The NYT off-leads word that Indian and American intelligence officials have found new evidence indicating that two leaders of the militant group Lashkar-e-Taiba masterminded the attacks and continued to guide the attacks as they unfolded through telephone conversations with the terrorists. Officials had already identified Yusuf Muzammil as one of the leaders behind the attacks and yesterday said another top Lashkar leader, Zaki-ur-Rehman Lakhvi, helped plan and execute the operation. The attackers were in repeated contact with Muzammil, who was in Lahore, Pakistan and Lakhvi, who worked out of Karachi. It's possible that the two Lashkar leaders were giving attackers information about the Indian response to the attacks as they unfolded. They appeared to be micromanaging the operation so much that they might have even decided who should be killed among the hostages. The WSJ reports there's new evidence suggesting the hostages at the Jewish center might have been tortured before they were killed by strangulation.

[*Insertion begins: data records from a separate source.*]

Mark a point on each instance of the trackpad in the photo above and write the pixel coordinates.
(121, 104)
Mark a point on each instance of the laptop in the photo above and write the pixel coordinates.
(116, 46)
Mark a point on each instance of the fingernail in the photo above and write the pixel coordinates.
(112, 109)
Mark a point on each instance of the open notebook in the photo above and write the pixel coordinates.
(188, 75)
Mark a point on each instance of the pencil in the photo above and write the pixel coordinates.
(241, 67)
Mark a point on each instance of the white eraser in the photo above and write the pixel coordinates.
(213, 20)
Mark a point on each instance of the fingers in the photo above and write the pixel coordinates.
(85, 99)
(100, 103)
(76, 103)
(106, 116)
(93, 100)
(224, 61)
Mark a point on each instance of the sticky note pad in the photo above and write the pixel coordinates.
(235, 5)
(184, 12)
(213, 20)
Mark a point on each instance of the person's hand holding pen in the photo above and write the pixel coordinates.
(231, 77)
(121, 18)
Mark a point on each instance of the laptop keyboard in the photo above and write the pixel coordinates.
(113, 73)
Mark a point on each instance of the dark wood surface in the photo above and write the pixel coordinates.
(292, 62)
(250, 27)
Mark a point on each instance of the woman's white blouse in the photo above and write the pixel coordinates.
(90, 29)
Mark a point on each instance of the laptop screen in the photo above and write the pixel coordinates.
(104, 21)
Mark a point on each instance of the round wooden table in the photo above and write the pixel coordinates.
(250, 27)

The LAT takes a front-page look at Lashkar and points out that it's difficult to investigate the militant group since it has moved much of its operational capabilities from Kashmir to lawless tribal regions along the Afghan border. Many who have been following the group for years think it's unlikely it acted alone in the Mumbai attacks and they point to evidence that has been emerging of its increasing cooperation with other extremist groups, including al-Qaida. "In my opinion, this is an Al Qaeda-planned attack using local surrogates in order to relieve pressure on them in [the tribal areas]," said Ahmed Rashid, a Pakistani journalist who is one of the top experts on the militant groups in the area. "What better way to do that than create a conflict between India and Pakistan?"
Remember how we used to talk about how all the money raised for this year's presidential race might add up to $1 billion? How quaint. Now it turns out that President-elect Barack Obama raised almost $1 billion just for his campaign and other related efforts, including money for the convention, transition, and inauguration. Obama's campaign total was $770 million, which easily beats the combined total of the 2004 contenders. In addition, Obama helped raise more than $100 million for a joint fund he had with the Democratic National Committee. While noting that it's difficult to calculate exact numbers because of the way the fund-raising is reported, the NYT points out that it looks like Obama raised more than $300 million for the general election alone.

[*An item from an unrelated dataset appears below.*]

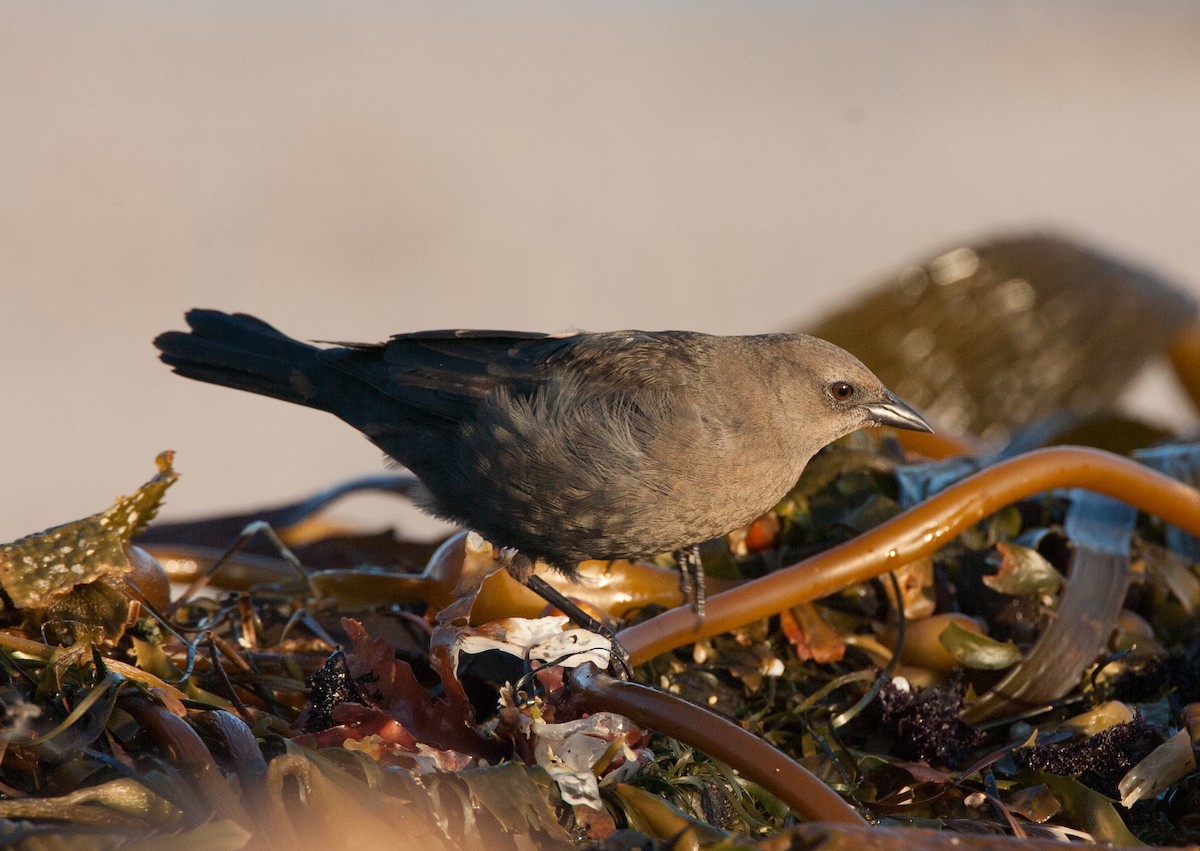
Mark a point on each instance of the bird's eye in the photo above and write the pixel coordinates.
(841, 391)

The LAT fronts, and everyone covers, news that happiness is contagious. A new study found that happiness spreads like a virus through social networks. If you know someone who is happy, that makes you 15.3 percent more likely to be happy. But in order for it to spread effectively the happy people have to be physically close. If your next-door neighbor is happy, that makes you 34 percent more likely to be happy, but other neighbors on the same block have no similar effect. Even better is to have a happy friend living less than half a mile away, which gives you a 42 percent bounce. Surprisingly, having a happy spouse only provides an 8 percent boost, and happy co-workers provide no boost at all. One of the co-authors of the study tells the NYT that the study made him think twice about his mood knowing that it would affect others. But there are limits. "We are not giving you the advice to start smiling at everyone you meet in New York," he said. "That would be dangerous."